What if you could ask: "Which compound is most likely to reverse this specific patient's molecular aging?" — and get a 4-layer auditable evidence chain, not a black-box recommendation?
That's what SteeraMed Core does. It's an open-source Python package that applies the "world model" concept from reinforcement learning to biomedicine: quantify how an individual's biology deviates from normal, then simulate which compounds can steer it back.
No PyTorch. No TensorFlow. No GPU. Just numpy, pandas, scipy, and matplotlib.
pip install steeramed-core
Why This Matters
Epigenetic clocks (Horvath 2013, Hannum 2013) can measure your "biological age" from DNA methylation. But measuring aging is only step one — the real challenge is intervention: how do you steer molecular state back toward a younger profile?
The Hallmarks of Aging framework (López-Otín et al., Cell 2013, >15k citations) defined 9 hallmarks of aging, expanded to 12 in the 2023 update (Hallmarks of aging: An expanding universe). SteeraMed operationalizes this framework using the MSigDB Hallmark 50 gene sets (Liberzon et al., Cell Systems 2015) — 50 curated biological pathway gene sets covering aging, cancer, immunity, and metabolism.
Note: MSigDB "Hallmark" (50 pathway gene sets) ≠ Hallmarks of Aging (12 aging pillars). SteeraMed uses the former as its functional module definitions.
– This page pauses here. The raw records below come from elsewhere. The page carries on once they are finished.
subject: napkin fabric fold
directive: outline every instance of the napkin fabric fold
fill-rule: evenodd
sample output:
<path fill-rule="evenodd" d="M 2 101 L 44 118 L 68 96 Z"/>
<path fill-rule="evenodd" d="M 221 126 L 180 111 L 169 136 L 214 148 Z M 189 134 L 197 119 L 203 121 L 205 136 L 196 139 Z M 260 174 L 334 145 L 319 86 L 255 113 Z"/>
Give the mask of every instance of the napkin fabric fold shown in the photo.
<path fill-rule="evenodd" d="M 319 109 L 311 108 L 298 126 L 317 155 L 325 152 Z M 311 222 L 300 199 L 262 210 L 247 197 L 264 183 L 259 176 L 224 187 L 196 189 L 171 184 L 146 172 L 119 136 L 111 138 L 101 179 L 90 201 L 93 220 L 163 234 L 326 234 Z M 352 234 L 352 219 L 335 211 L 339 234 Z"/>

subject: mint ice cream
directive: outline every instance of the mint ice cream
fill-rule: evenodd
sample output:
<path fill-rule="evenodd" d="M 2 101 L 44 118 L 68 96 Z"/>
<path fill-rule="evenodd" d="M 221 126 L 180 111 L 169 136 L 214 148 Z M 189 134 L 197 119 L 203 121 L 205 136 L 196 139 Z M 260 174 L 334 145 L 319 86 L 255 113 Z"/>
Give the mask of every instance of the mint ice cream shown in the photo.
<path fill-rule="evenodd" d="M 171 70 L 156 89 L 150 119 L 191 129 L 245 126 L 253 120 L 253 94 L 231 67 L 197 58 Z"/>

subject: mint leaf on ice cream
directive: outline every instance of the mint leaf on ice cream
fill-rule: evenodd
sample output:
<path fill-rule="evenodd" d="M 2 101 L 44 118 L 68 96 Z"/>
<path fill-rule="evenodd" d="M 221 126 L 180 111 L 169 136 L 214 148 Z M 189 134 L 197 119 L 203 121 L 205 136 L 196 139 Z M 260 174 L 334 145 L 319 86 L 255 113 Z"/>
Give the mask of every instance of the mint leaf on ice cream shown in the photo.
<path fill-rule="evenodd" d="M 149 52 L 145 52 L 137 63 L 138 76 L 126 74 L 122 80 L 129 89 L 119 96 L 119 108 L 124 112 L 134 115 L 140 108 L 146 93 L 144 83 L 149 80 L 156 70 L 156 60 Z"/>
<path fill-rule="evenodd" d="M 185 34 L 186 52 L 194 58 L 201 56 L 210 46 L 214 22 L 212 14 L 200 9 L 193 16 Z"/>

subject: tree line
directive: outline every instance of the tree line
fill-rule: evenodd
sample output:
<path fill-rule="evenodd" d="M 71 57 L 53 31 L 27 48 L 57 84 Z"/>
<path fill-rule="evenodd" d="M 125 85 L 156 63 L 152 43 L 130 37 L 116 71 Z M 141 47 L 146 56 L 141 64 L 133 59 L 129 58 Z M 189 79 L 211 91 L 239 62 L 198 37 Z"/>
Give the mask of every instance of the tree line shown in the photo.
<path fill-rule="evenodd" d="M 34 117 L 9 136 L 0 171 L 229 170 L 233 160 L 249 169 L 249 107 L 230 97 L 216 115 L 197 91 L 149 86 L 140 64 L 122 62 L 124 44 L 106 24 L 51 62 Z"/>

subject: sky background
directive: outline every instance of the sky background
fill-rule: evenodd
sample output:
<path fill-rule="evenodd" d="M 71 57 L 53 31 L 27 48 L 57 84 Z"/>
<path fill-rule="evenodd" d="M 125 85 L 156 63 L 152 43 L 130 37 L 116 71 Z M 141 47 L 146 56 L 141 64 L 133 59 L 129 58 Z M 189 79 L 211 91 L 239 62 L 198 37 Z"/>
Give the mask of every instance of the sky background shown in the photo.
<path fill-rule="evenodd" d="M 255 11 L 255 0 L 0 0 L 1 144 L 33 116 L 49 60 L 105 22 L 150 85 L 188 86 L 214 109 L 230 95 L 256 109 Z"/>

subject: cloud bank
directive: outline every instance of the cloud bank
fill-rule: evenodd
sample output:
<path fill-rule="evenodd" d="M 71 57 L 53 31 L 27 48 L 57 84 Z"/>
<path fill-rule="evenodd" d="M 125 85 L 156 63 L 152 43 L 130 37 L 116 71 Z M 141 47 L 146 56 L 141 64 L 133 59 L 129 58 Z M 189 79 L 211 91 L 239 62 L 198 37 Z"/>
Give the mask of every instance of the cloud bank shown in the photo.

What Is a Biomedical World Model?
In reinforcement learning, a world model (Ha & Schmidhuber, 2018) is an internal simulator that predicts the consequences of different actions. Think of AlphaGo mentally simulating "if I play here, what will my opponent do?"
Applied to biomedicine:
- State representation — Quantify how an individual deviates across 50 biological pathway modules using DNA methylation
- Action simulation — Simulate "if we apply compound X, which disrupted modules get corrected" on the PPI network
- Auditable reasoning — Generate a 4-layer traceable evidence chain, not a black-box output
| Traditional Systems Biology / AI Drug Discovery | Biomedical World Model | |
|---|---|---|
| Unit of analysis | Population mean | Individual (N-of-1) |
| Inference direction | Forward (drug → effect) | Reverse (deviation → corrective drug) |
| Output | Drug repurposing candidates | 4-layer individualized evidence chain |
| Confidence | Clinical trial statistics | Bootstrap resampling confidence |
Project Architecture
steeramed_core/
├── __init__.py # Entry: EvidenceChain + load_example_patient
├── __main__.py # CLI: interactive case selector + batch mode
├── core/ # Core algorithms
│ ├── config.py # Global config + disease presets
│ ├── delta.py # N-of-1 delta vector computation
│ ├── evidence_chain.py # 4-layer evidence chain data structures
│ └── semo.py # SA scoring + compound ranking
├── presets/ # Pre-computed data (3 real clinical cases)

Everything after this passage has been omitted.